Shared sunrise

If you look very closely at this roseate morning sky, you can see the tiny white curve of moon towards the upper right hand of the photo. A sunrise sliver, a night-time sky resident caught out by the dawn.

Zoomed as close as my earthbound camera can take me, I can see no sphere beyond the sliver; I must take it on trust.

But the moon glimpse is a bonus to a sunrise that is already expanding into a stunner. Despite all the sunrises I have seen, I am amazed anew.

I am reminded of a ‘Country Viewpoint’ piece I wrote and recorded for ABC Radio National’s Bush Telegraph program a few years ago; the morning moon was full and in the west here, but the delight was the same.

The rewards of early rising

Living in the bush means I don’t need to close my curtains at night — unless I choose to for extra cosiness in winter. So I am woken, not by a clock alarm, but by the pale pearliness of morning seeping into my consciousness, very often beating the kookaburra chorus.

The windows by my bed are low, facing the north-east, and at first eye-opening I greet the nearby densely forested gully and its adjacent ridges, their falling slopes allowing me to look right into their treetops and spy on kookaburras, wattle birds, crimson rosellas, friarbirds, magpies and currawongs.

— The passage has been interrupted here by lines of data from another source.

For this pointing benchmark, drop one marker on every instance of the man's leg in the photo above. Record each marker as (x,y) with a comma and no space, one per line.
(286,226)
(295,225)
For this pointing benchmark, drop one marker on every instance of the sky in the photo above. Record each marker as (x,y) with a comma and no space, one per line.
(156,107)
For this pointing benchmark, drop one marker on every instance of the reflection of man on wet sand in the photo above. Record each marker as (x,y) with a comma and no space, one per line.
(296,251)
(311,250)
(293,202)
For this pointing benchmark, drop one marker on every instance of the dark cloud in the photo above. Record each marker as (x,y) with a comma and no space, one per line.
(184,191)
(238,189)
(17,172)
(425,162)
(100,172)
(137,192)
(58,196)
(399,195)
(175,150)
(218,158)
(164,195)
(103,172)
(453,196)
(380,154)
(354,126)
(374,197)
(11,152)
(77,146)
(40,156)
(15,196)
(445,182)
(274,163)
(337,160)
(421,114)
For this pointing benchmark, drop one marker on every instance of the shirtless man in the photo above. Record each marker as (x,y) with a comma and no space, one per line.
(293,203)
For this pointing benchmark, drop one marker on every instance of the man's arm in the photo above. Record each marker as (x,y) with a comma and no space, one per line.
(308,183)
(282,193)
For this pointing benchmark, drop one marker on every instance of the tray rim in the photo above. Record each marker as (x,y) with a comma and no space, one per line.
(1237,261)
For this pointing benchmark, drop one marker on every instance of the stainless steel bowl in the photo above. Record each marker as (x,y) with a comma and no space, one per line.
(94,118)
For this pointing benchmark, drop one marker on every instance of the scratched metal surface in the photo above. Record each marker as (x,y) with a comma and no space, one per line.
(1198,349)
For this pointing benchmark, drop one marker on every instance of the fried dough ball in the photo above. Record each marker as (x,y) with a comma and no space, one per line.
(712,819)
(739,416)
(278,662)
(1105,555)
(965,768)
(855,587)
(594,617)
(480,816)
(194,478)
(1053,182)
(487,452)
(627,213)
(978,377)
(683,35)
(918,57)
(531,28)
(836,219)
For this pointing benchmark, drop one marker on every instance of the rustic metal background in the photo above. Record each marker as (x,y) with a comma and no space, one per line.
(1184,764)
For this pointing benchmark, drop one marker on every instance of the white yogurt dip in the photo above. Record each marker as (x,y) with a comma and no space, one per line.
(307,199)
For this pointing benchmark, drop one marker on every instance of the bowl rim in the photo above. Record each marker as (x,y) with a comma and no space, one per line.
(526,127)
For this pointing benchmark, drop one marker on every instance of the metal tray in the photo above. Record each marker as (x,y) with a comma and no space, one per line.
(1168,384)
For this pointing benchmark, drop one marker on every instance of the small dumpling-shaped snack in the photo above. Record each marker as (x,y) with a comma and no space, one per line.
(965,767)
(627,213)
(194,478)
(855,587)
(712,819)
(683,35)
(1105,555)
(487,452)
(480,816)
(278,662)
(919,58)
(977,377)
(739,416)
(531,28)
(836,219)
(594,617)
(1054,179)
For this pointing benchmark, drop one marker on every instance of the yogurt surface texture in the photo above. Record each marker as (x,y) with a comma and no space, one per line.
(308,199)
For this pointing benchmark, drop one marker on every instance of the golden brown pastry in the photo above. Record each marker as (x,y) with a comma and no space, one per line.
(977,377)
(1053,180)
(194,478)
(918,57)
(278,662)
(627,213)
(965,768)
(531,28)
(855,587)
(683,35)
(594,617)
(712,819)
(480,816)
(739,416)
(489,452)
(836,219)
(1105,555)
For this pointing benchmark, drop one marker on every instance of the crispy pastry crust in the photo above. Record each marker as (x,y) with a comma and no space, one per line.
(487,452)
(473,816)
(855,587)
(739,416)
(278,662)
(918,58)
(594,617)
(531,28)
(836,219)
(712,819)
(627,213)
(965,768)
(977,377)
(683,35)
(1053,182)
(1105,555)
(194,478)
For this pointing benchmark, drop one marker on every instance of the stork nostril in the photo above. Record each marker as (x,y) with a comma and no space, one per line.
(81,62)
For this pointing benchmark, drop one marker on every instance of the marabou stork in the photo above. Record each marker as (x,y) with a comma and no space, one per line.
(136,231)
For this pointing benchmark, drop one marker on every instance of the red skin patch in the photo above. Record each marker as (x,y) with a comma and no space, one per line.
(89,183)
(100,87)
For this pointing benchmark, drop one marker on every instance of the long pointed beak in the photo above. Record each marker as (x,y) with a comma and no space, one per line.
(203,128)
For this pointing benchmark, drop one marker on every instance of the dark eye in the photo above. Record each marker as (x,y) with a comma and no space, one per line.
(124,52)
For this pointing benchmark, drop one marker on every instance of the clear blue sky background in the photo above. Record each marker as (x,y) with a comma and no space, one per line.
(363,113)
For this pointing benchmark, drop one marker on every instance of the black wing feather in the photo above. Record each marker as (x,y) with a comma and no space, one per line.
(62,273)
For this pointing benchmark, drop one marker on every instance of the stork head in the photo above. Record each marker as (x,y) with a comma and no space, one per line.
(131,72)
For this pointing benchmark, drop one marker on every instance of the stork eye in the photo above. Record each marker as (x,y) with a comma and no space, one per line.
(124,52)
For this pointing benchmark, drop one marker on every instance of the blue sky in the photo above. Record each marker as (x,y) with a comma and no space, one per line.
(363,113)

Then my eyes are enticed to look beyond, over waves of dark green ridges and hidden gullies, to the far mountains, rugged and untouched, nudging the sky at 1500 metres. My own mountain is lower, about 1000 metres. Near and far, the view is always worth waking for.

Special effects are often employed for my morning shows.

Mist might rise from the mountains opposite as morning light grows stronger, revealing light snow fallen overnight up there. Because it’s in a dedicated wilderness area, only the wallabies will be marking that snowfall with their prints. But the sun might be rising too, and the mist will begin to glow, tinged with rose as the long low rays penetrate it. The snow will melt during the day; the brief glimpses I get are rewards for the cold morning, and a reminder that I’m not in Sydney!

Or those mountains may have snagged great banks of cloud, with free-moving streaks and breakaways scudding above, all turning an infinite range of pinks, edged with gold, favouring mauve for highlights. I’m not a fan of the colour pink on handbags or cars or bedroom walls, but when I see the absolute delicacy of the pink hues in a sunrise sky, I can only think that our colourists have gone wrong in their translation from the original.

Or I might wake inside a cloud, and linger a little to watch it lift as the sun warms it. Up my track and through the forest, the ordinary is illuminated by a lighting effects whizz. Spotlit, backlit and highlit, alternating softening and scintillating lenses—trees and tussocks, bracken and bark, mud and puddles — all transformed. Sometimes great long golden rays like divine demands — arise! — come spearing through the trees.

Or on what seems a normal day, I may stumble yawning onto the verandah to obey the horses’ demands to be let in, and be rewarded with a vast cloud canvas of reflected glory in the morning sky to the west.

Even more wonderful is when I fluke a moonset morning, with that perfect white globe still hanging up there above the dark treeline, in a rose-flushed western sky, and looking as pure and magical as we used to think it was — before we discovered it was just dust and rock.

What a start to the day — good morning, mountain! No wonder sleep-ins have lost their charm for me.